HOP, SCIP: JUNK!

There is an interesting paper in the most recent Clinical Infectious Diseases on the Surgical Care Improvement Project (SCIP) and the Hospital Outpatient Measures Project (HOP). These are national QI projects intended to improve surgical care. The article lays out numerous problems with these projects, yet despite that, results from these projects will now begin to impact hospital reimbursement.

The authors note: "Measures are rolled out before their full impact is assessed, using live hospitals as the testing ground and relying on individuals trying to comply with these measures to troubleshoot. When issues do arise that require the measures to be changed, response times are invariably at least 6 months; meanwhile patients may be at risk, and measures are consistently failed."

It would be very interesting to know what these projects have cost hospitals. At my hospital, we have 1.5 nurse FTE just to abstract the data. Beyond that are thousands of hours of physician and nurse time spent trying to improve compliance with the metrics. And yet, there remains no compelling published data that outcomes have been improved.
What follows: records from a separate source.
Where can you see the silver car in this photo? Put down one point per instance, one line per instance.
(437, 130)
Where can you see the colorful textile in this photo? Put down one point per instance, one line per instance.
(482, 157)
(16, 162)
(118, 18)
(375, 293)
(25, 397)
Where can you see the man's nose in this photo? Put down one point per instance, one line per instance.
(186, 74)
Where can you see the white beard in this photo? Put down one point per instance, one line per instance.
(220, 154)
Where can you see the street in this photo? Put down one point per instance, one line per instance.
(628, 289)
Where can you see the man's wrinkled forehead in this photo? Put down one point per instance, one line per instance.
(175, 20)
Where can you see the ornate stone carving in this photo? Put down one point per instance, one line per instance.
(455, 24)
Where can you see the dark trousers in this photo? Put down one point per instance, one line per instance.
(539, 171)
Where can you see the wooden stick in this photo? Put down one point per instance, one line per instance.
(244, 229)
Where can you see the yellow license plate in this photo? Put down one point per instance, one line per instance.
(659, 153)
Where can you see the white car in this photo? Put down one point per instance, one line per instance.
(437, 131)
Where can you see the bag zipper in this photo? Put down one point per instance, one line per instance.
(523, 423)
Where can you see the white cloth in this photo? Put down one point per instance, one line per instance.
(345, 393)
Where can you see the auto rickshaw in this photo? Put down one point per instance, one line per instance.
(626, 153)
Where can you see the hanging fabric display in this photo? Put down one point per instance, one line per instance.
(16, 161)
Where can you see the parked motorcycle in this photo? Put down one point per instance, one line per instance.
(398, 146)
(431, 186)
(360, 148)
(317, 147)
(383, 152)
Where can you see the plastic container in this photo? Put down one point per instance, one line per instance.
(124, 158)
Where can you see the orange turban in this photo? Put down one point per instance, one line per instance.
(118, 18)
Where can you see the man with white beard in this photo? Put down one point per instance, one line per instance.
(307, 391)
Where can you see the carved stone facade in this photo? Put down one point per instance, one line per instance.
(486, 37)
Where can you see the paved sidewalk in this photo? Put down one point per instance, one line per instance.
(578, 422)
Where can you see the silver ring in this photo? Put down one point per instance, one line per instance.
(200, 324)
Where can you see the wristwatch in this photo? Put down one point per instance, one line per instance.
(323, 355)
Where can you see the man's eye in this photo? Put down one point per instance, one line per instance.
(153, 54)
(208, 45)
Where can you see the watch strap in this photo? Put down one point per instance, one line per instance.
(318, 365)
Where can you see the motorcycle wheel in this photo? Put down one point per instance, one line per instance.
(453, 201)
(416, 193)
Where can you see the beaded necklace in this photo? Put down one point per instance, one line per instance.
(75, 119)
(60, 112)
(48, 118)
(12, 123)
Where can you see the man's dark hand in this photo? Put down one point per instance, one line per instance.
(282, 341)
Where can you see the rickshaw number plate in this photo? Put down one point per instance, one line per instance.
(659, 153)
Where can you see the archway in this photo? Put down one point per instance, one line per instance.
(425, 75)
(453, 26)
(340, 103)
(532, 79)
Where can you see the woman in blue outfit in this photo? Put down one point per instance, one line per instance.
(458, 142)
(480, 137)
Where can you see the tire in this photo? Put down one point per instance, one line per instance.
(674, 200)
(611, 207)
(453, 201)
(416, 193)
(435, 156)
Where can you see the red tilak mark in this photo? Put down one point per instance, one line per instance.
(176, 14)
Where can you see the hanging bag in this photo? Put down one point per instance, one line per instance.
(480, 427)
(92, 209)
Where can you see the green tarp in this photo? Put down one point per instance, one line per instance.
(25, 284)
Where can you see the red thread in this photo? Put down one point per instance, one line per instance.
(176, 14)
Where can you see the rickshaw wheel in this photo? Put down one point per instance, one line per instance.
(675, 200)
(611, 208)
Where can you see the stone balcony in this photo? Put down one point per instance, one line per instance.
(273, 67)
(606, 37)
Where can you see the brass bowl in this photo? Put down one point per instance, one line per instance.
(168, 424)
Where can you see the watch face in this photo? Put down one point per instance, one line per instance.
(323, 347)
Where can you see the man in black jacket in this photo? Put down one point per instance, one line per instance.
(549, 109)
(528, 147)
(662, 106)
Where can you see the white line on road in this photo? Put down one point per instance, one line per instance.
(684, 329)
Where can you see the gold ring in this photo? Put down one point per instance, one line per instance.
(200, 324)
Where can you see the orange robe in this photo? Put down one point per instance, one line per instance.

Dale Bratzler, the brainchild of the projects, writes a response in the same issue of CID. At best, his response is tepid, and sheds little light on why these projects should be continued. His commentary ends like this: "The specific issues with SCIP performance metrics highlighted by Weston and colleagues are clearly a source of frustration for providers. However, the authors do not provide any evidence that harm has occurred because of implementation of SCIP." Ok, so we wasted millions of dollars, frustrated clinicians, and are about to punish hospitals financially, but we don't think any patients were harmed. Now that's exactly why much of QI is viewed as a joke!